Apple is quietly putting the most important pieces in place for its next wave of custom silicon, and one project stands out: a dedicated AI server chip reportedly codenamed Baltra. A new Morgan Stanley analysis suggests Apple is already locking in advanced manufacturing capacity at TSMC, signaling that its ambitions extend well beyond Macs and iPhones and into large-scale Apple Intelligence infrastructure.
The key detail is Apple’s growing commitment to TSMC’s SoIC technology, a next-generation 3D chip packaging method. Morgan Stanley says Apple is materially ramping SoIC-related activity, with capacity reservations equivalent to about 36,000 wafers in calendar year 2026 and roughly 60,000 wafers in 2027. Those are substantial numbers, and they imply Apple expects to ship high volumes of advanced chips that benefit from cutting-edge packaging rather than treating SoIC as a niche experiment.
So what is SoIC, and why does it matter for Apple silicon? SoIC, short for System on Integrated Circuit, is a 3D packaging approach that supports stacking multiple chips in both horizontal and vertical configurations, effectively allowing multiple dies to behave like a unified SoC-class solution. This makes it easier to mix and match different components such as CPU, GPU, and Neural Engine blocks within one package. In practical terms, it can enable more flexible performance and product segmentation. Apple could, for example, tailor a “Pro” or “Max” class chip with different GPU-heavy or AI-heavy configurations without redesigning everything from scratch.
Some of the SoIC capacity Apple is reserving is expected to support future high-end consumer chips, including upcoming M5 Pro and M5 Max parts and the M6 Pro/Max generation anticipated afterward. But the larger story is that much of this capacity appears aligned with Baltra, Apple’s rumored custom AI server processor expected to arrive around 2027.

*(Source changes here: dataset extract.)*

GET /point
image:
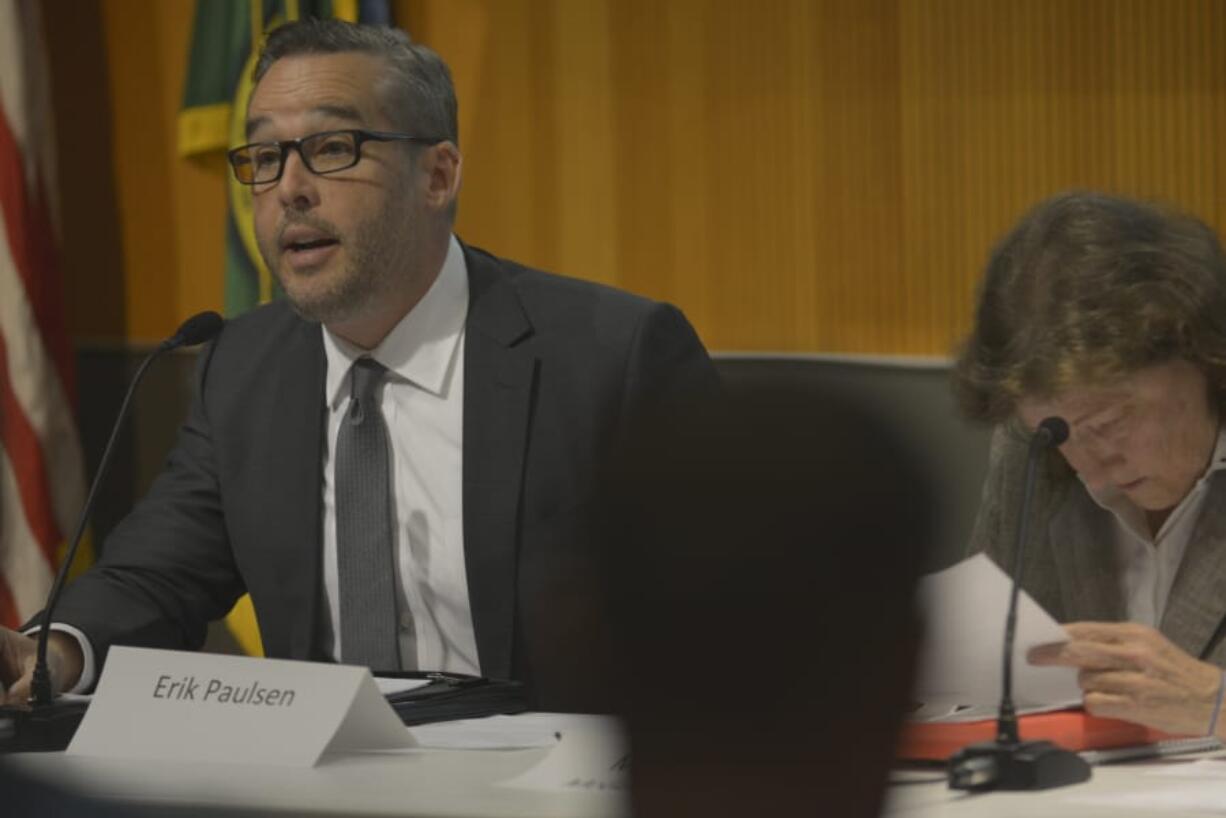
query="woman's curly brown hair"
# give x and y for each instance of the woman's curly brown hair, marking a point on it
(1088, 288)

The current expectation is that this server-class ASIC will be built on TSMC’s 3nm N3E process and use a chiplet-based design, where separate blocks are optimized for specific tasks and then combined into a complete processor. This approach is popular for scaling performance efficiently and for accelerating AI workloads, especially in data centers where power and throughput matter as much as raw speed.
The report also indicates that Broadcom could play a role in helping these chiplets communicate and work together inside Apple Intelligence servers, particularly around the interconnect and coordination between processor components under heavy simultaneous workloads. A chiplet strategy can also offer Apple an operational advantage: it may help keep the full architecture opaque, limiting how much any single partner can infer about the final design.

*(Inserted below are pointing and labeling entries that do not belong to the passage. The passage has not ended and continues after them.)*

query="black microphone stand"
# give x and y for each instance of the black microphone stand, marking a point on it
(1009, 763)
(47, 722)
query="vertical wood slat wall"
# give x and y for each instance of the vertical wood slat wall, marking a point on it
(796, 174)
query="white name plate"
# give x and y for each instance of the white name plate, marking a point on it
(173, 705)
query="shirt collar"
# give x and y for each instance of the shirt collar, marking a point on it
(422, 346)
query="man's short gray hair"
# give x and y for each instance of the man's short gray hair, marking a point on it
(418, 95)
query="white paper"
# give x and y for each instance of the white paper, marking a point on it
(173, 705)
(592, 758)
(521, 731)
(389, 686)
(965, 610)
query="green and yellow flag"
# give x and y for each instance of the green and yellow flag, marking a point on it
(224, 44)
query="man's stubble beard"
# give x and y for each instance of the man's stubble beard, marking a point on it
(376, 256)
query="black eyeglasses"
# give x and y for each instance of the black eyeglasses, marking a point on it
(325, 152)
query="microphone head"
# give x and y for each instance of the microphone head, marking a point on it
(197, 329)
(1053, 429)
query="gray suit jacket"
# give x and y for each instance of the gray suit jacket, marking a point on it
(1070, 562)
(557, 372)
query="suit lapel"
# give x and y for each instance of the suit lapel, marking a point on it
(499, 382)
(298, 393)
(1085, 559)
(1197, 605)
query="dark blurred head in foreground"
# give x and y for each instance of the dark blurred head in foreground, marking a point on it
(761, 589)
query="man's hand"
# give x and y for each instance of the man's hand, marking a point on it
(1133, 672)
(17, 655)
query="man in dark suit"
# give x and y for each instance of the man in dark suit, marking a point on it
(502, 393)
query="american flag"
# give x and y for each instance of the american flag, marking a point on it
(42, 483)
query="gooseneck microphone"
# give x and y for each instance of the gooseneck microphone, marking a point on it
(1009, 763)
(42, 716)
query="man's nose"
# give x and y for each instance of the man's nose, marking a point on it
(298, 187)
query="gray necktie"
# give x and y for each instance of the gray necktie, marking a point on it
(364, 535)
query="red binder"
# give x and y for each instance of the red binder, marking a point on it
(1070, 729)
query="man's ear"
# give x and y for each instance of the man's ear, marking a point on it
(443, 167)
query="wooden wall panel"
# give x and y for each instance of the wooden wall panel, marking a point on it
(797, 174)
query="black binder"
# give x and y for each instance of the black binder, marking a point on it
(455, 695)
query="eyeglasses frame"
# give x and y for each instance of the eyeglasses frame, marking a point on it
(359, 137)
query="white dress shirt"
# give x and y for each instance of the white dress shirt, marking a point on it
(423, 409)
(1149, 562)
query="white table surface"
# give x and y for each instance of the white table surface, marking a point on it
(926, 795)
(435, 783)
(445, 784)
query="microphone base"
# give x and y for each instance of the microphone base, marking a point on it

Looking further ahead, Apple reportedly wants to bring more of Baltra’s development and production responsibilities in-house over time, reducing reliance on outside design support. One hint pointing in that direction is Apple’s procurement of T-glass samples from Samsung’s SEMCO, which suggests Apple is exploring additional advanced packaging materials and techniques that can support high-performance multi-die designs.

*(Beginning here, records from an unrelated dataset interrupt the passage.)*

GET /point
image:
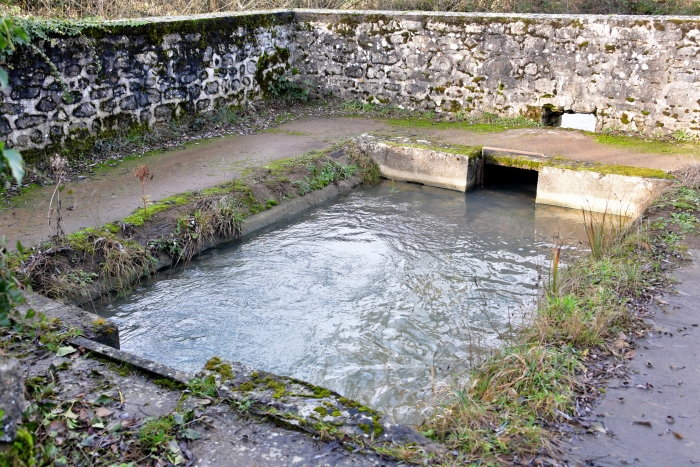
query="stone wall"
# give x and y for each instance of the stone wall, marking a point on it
(124, 75)
(637, 73)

If Morgan Stanley’s capacity figures are even close, the takeaway is straightforward: Apple is preparing for a major expansion of its custom silicon strategy, with AI server chips likely becoming a central pillar. Between large SoIC reservations, 3nm chiplet plans, and a long-term push to internalize more of the stack, Apple appears to be building the foundation for running Apple Intelligence at scale on hardware it controls end to end.